Host-parasite coevolution induces selection for condition-dependent sex.

Sex and recombination remain one of the biggest riddles of evolutionary biology. One of the most prominent hypotheses, the Red Queen Hypothesis, claims that sex has evolved as a means to efficiently create genotypes that are resistant against coevolving parasites. However, previous models of the Red Queen have assumed that all individuals are equally likely to engage in sexual reproduction, regardless of their infection status, an assumption that may not be true in reality. Here, we consider a population genetic model of a host population coevolving with a parasite population, where the parasites are haploid and the hosts either haploid or diploid.

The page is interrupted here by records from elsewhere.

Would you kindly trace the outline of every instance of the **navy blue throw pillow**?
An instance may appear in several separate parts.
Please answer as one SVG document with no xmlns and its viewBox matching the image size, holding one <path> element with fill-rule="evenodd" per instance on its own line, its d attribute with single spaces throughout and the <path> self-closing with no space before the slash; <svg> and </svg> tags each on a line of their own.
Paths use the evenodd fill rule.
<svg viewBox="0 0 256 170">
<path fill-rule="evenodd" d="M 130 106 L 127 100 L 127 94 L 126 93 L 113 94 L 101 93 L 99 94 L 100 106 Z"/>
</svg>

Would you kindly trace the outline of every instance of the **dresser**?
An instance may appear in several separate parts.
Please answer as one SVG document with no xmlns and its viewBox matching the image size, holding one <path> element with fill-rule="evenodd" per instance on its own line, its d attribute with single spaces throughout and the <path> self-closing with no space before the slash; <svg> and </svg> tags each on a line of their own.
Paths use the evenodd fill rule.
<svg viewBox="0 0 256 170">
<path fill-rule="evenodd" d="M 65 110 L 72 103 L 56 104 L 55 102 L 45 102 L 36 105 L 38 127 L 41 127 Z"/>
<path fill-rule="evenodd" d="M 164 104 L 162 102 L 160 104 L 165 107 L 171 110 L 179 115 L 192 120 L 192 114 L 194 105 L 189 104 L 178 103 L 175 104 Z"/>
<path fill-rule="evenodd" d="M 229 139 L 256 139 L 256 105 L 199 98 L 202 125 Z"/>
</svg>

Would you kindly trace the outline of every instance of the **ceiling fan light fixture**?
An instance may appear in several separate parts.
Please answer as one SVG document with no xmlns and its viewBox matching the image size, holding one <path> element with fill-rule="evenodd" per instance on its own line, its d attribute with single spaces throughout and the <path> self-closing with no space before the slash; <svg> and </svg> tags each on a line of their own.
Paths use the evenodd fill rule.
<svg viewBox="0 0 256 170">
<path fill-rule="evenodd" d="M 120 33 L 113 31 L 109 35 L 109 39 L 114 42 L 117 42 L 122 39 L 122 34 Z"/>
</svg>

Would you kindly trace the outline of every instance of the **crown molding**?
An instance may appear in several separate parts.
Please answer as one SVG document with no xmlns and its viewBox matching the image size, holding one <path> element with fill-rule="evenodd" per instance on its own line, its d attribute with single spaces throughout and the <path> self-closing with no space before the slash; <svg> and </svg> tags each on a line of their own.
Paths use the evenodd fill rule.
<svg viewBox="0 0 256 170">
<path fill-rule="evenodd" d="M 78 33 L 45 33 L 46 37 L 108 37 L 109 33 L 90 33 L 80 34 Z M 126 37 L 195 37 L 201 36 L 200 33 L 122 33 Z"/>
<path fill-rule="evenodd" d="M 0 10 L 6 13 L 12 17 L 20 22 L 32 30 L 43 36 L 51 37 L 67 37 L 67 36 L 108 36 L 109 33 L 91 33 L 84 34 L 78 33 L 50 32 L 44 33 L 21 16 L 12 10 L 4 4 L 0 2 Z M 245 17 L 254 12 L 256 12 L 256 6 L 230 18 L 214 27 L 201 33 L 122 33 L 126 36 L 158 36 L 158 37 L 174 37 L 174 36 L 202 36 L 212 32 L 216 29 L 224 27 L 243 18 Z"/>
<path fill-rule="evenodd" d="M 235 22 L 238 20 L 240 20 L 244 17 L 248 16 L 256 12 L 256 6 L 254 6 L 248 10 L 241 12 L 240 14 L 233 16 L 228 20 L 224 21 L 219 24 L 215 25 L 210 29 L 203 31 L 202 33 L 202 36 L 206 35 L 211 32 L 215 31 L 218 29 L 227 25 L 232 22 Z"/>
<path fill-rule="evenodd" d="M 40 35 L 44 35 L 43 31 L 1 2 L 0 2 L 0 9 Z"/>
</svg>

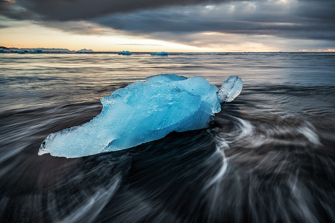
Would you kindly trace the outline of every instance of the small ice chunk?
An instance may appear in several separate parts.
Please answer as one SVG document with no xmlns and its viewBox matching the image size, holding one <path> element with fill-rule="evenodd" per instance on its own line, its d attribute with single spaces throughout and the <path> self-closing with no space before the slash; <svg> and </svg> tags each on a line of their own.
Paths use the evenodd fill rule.
<svg viewBox="0 0 335 223">
<path fill-rule="evenodd" d="M 207 127 L 221 110 L 217 92 L 198 77 L 148 77 L 102 98 L 101 113 L 90 122 L 49 135 L 39 154 L 87 156 L 133 147 L 174 131 Z"/>
<path fill-rule="evenodd" d="M 168 53 L 167 52 L 164 52 L 163 51 L 162 51 L 161 52 L 157 52 L 156 53 L 153 52 L 152 53 L 151 55 L 167 56 L 168 54 Z"/>
<path fill-rule="evenodd" d="M 118 52 L 118 54 L 119 55 L 131 55 L 131 53 L 128 50 L 126 50 L 126 51 L 123 50 L 122 52 L 120 51 Z"/>
<path fill-rule="evenodd" d="M 217 96 L 221 103 L 231 101 L 242 90 L 243 82 L 237 76 L 230 76 L 227 79 L 217 92 Z"/>
</svg>

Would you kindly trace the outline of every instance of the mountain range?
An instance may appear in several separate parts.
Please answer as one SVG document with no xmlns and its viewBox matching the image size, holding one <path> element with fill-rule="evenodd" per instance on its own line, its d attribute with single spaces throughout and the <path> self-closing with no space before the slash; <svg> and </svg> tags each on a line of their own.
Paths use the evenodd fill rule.
<svg viewBox="0 0 335 223">
<path fill-rule="evenodd" d="M 0 46 L 0 48 L 2 48 L 5 50 L 26 50 L 29 51 L 29 49 L 32 51 L 34 49 L 42 49 L 43 51 L 49 52 L 75 52 L 76 50 L 70 50 L 68 49 L 64 49 L 63 48 L 17 48 L 16 47 L 8 47 L 5 46 Z M 82 49 L 80 50 L 77 50 L 77 52 L 94 52 L 91 49 Z"/>
</svg>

We assume that the probability to engage in sex may be different in infected and uninfected hosts and ascertain the success of different reproductive strategies with a modifier-gene approach. Our model shows that in the large majority of the parameter space, infection-dependent sex is more successful than infection-independent sex. We identify at least two reasons for this: (i) an immediate short-term advantage of breaking-down gene combinations of unfit individuals and (ii) a selfish spread of the condition-dependent modifiers, in analogy to the 'abandon-ship' effect in single species. In diploids, these effects are often powerful enough to overcome the detrimental effects of segregation. These results raise the intriguing question of why infection-induced sex is not more commonly observed in nature.